Don’t ask for whom the tolls.

tonygRep. Tony Guerrera, D-Rocky Hill, seems resigned to the inevitability of highway-toll legislation this session, as a way to keep the Special Transportation Fund afloat during this period of lower gas prices and sharply reduced fuel taxes for the STF. Guerrera, the co-chairman of the legislative Transportation Committee, saw his panel raise a bill yesterday for a public hearing. That’s the first step toward tolls.

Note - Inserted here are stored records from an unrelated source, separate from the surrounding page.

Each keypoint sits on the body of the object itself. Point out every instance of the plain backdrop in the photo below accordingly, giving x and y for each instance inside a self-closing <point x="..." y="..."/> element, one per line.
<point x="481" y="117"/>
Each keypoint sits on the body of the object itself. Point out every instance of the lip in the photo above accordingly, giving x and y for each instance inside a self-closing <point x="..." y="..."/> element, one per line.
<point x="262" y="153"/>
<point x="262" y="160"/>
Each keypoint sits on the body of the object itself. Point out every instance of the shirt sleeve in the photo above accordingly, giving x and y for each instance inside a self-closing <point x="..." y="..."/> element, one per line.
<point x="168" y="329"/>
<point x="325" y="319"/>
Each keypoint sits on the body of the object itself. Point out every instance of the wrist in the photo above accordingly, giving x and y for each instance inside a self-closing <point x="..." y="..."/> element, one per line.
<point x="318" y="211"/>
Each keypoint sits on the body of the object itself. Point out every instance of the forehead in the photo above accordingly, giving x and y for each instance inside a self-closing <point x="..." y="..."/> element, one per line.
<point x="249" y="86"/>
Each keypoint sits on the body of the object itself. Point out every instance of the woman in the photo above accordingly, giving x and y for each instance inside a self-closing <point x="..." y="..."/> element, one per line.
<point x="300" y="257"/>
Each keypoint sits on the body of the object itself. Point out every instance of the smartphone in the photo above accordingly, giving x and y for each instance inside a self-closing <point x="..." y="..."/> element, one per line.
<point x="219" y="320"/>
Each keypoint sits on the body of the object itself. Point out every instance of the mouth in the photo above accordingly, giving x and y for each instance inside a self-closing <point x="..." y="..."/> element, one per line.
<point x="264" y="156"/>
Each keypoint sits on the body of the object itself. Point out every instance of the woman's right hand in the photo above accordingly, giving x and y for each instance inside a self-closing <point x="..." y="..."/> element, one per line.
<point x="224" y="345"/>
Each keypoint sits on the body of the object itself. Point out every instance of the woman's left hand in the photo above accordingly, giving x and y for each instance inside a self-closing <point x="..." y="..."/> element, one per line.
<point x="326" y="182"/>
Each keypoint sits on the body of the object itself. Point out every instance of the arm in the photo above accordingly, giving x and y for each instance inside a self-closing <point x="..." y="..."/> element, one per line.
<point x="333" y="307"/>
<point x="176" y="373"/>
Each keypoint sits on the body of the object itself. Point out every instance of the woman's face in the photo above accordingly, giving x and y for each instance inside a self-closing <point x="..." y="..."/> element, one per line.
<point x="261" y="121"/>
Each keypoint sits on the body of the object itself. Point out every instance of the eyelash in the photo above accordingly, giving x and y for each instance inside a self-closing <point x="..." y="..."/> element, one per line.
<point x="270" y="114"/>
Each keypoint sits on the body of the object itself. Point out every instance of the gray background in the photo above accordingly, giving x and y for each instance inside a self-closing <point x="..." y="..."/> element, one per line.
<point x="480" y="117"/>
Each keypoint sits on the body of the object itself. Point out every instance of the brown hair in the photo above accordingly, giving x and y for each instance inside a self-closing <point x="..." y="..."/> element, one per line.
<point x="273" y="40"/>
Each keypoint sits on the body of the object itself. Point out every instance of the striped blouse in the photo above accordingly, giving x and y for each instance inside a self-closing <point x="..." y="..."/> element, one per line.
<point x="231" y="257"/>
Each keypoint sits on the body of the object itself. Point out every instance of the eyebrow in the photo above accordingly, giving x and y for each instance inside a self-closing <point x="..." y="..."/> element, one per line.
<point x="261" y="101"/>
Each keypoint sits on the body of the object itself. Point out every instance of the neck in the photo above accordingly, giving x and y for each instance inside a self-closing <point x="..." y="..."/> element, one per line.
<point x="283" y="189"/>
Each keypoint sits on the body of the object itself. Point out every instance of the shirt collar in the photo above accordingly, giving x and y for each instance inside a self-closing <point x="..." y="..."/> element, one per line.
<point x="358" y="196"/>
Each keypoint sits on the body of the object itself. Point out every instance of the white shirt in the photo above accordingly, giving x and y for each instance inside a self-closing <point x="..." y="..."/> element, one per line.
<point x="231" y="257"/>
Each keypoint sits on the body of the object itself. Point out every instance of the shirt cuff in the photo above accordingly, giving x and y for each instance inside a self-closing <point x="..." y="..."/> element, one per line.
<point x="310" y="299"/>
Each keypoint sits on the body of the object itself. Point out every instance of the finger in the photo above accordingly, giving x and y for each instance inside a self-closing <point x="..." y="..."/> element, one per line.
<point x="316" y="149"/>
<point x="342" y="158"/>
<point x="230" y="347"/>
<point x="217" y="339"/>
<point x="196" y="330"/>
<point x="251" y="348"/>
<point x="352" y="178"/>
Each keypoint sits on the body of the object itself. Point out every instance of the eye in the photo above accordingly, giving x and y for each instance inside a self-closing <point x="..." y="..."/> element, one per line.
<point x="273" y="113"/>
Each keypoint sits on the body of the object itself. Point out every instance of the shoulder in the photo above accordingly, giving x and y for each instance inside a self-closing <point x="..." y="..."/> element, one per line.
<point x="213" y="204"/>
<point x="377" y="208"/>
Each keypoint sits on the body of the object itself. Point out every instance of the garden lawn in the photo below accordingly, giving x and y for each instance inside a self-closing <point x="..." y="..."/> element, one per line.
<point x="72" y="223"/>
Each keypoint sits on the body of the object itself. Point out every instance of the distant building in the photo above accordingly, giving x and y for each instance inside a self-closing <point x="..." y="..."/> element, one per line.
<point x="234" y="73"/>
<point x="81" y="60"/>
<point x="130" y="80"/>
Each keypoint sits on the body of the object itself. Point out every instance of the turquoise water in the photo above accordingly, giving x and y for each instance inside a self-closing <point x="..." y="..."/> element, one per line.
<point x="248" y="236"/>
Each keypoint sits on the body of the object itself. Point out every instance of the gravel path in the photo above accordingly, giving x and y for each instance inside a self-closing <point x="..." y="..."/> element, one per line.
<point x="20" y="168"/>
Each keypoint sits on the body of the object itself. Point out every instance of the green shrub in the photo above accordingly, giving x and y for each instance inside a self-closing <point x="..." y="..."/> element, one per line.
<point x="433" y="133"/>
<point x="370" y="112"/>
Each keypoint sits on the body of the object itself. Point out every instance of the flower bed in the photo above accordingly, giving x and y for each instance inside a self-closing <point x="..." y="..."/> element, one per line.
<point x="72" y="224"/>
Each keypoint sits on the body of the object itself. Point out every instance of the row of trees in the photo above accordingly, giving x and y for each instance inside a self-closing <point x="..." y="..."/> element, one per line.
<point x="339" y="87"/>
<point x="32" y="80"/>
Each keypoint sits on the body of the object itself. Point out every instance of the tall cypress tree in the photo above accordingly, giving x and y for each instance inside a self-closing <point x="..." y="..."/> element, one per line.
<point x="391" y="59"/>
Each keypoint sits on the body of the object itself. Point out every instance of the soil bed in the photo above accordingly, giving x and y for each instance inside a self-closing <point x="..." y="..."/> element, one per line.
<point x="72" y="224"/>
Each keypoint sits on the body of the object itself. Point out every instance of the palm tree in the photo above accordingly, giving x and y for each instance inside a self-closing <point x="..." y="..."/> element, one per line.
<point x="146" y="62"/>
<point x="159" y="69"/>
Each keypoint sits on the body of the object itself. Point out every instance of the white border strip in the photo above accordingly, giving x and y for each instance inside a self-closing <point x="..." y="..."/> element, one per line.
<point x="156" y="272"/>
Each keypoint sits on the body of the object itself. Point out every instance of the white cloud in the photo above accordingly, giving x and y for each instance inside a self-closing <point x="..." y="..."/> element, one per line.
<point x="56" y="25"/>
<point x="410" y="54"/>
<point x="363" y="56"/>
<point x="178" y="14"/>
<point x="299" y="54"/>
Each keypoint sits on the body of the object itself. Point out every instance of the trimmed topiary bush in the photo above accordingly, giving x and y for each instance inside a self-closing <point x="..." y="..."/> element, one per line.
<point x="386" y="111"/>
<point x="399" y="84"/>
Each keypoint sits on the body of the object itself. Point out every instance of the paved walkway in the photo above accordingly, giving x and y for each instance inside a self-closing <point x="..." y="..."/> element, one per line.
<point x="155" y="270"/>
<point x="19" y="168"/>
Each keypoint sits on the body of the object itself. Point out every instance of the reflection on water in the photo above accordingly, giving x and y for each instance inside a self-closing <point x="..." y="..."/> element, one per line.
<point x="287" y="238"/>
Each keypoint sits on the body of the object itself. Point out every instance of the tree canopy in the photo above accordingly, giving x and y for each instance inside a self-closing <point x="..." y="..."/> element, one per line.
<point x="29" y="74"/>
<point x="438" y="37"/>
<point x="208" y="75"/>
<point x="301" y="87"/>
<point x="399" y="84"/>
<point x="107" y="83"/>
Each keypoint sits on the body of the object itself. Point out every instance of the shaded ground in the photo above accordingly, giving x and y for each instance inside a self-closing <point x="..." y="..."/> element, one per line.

“This is something I’ve been talking over the last five years, that the gas tax cannot substantiate the money that we need for infrastructure,” he said after the committee meeting. “With all the new cars, with all the hybrids and electric czars we have out there, no one’s going to be going to the pump every week. They’re going to be going maybe once every two weeks, once a month, and some of them won’t even be going to the pump at all. So we have to think of another mechanism to fund these projects. And one of them could be tolls. Oil prices have dropped dramatically and that has a big effect on all of us, in regards to consumers, who like that. But there’s a flip side to that because now we’re not going to be making as much money as we like to…We may have to look at different ways to fund infrastructure. If tolls isn’t going to be it, then show me some other way to fund it, because I’m not getting it from the feds and I’m going to get it from the gas tax. You don’t have to be a brain surgeon to figure this out. We need something to fund our projects and to keep up our infrastructure to make sure they don’t fall apart.”